Despite a similar vote in November 2012 —which resulted in a lawsuit against the municipality by a development corporation and a group of residents who live near the proposed expansion — council, on the advice of the municipality's solicitor and insurance company, initiated a new ordinance that they feel will stand up better to legal scrutiny.
One of the linchpins of the suit brought by the Chatelain Corporation and several residents is that in the November 2012 vote, council approved a straightforward zoning amendment, while the request made by property owners Joseph and Enrichetta D'Andrea was for a curative amendment.
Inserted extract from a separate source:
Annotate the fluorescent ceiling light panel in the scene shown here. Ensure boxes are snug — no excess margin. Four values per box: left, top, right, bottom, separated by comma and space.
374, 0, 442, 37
At council's July 15 meeting, the D'Andrea's attorney, Thomas Ayoob, said his clients had reached an agreement with residents involved in the lawsuit and others in the neighborhood. That agreement was presented to council, but the copy on file in the municipal planning office does not contain any signatures.
Greg Swatchick of Penn Hills, who is a party to the lawsuit and has been fighting the D'Andrea's expansion plans since the mid-'90s, said the agreement was presented to him literally 10 minutes before council's meeting began, and Swatchick said the attorney representing Chatelain and the residents, Jonathan Kamin, told him that if any residents objected to the re-zoning, the D'Andreas would back out of the agreement.
“We felt all jammed up,” Swatchick said. “(Kamin) said that we had to accept it. If we opposed it or even mentioned the word ‘agreement' or mentioned the deal, the deal blows up.”
The agreement, on file at the Penn Hills Planning Department, includes among its provisions:
• There shall be no limitation on the number of structures that can be built on the property.
• Any resident who signs on agrees that they will “not object to any plans of the developer to improve the property so long as said plans comport with the developer's covenants ... for the purpose of the agreement, ‘object' or ‘objection' means the participation at any public meetings or hearings and/or the filing of any legal challenges to approvals granted by Penn Hills or any other applicable governmental authority or the funding of other parties who object to the developer's plans.”
• The residents agree to settle and discontinue the pending litigation.
In addition to the lawsuit, an appeal of council's November 2012 decision to the Penn Hills Zoning Hearing Board is scheduled to take place July 24.
Neither Kamin nor Ayoob returned calls seeking comment.